Brasile: ancora gravissima la situazione a 4 mesi dal disastro ambientale più grave mai affrontato dal paese.

Foto di Gianni Olivetti
Foto di Gianni Olivetti

Il 5 novembre 2015 alcune dighe situate nello stato di Minas Gerais, contenenti milioni di metri cubi di fanghi ferrosi contaminati da metalli pesanti, generati da lavorazioni minerarie, sono crollate, seppellendo città, fiumi, foreste, causando morti, creando uno dei peggiori disastri ambientali nella storia del Brasile. Partendo da Linhares, città del confinante stato di Espirito Santo, situata a circa 600 km dal luogo del disastro, a distanza di 4 mesi, nel marzo 2016, ho fotografato il fiume Rio Doce, il rio Pequeno (suo affluente), e la cittadina costiera di Regencia, situata alla foce del medesimo fiume. Risultato? Fiumi e oceano di uno psichedelico colore rosso/arancione, dovuto ai metalli (ferro, cromo, piombo, arsenico ecc.) contenuti nell’acqua, comunità, ambiente ed economia in ginocchio: pesca vietata turismo inesistente.

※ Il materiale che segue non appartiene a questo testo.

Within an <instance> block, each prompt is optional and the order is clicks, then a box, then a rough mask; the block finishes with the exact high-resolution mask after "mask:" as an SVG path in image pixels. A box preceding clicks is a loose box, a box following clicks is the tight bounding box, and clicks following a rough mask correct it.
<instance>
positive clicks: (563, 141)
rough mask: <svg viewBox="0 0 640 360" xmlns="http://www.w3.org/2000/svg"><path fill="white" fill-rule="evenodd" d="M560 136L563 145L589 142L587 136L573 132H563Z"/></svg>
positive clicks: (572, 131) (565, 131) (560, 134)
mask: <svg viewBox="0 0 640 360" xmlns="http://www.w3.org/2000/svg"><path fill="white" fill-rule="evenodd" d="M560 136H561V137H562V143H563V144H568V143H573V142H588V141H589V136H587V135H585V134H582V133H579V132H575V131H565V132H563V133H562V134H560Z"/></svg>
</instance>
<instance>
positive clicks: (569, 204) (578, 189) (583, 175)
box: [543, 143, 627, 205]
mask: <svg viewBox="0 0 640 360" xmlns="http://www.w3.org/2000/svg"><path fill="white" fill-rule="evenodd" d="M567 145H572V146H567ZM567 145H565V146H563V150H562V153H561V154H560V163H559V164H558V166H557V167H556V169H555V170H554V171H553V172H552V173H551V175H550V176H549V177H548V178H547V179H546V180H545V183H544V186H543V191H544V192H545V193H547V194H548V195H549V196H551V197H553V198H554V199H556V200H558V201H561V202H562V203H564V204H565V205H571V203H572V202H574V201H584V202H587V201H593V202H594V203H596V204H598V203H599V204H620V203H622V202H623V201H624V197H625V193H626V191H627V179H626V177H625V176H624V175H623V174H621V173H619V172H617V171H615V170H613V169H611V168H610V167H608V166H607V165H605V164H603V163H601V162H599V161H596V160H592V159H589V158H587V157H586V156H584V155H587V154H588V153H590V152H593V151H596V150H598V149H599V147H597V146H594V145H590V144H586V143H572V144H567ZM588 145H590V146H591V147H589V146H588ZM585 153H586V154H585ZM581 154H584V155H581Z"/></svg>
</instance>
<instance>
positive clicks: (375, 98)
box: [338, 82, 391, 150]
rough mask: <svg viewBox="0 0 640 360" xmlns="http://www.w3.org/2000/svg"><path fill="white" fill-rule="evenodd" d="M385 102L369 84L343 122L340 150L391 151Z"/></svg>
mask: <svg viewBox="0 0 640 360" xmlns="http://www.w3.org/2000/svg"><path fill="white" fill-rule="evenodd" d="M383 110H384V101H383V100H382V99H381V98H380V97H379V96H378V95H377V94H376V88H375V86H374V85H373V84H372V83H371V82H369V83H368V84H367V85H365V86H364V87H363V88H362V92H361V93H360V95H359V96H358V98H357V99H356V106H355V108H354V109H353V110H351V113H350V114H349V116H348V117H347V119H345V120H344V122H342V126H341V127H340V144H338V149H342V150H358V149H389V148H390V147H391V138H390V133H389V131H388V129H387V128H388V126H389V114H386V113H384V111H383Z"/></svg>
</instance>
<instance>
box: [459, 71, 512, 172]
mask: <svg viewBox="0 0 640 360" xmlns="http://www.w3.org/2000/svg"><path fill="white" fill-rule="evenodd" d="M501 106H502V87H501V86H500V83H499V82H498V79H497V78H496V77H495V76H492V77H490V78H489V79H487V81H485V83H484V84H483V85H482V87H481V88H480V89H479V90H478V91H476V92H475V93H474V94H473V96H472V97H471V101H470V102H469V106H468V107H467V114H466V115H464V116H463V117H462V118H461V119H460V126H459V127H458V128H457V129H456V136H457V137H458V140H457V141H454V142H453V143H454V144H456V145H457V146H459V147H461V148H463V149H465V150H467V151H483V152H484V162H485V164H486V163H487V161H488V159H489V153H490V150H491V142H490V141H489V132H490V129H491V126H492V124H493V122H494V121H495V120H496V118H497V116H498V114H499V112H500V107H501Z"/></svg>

Le solite menzogne rilasciate da questa potente multinazionale, (ricordo il nome: SAMARCO, controllata dalla brasiliana Vale e dalla anglo-australiana BHP Billiton) sia sull’entità del danno che sui risarcimenti alle comunità locali, piani di risanamento ambientali ed economici più volte rigettati dal governo brasiliano perchè ritenuti insufficienti. Poi? L’impressione è che si aspetti solo che il tempo passi e che tutto cada nel dimenticatoio, che altre notizie “conquistino” l’attenzione dei media.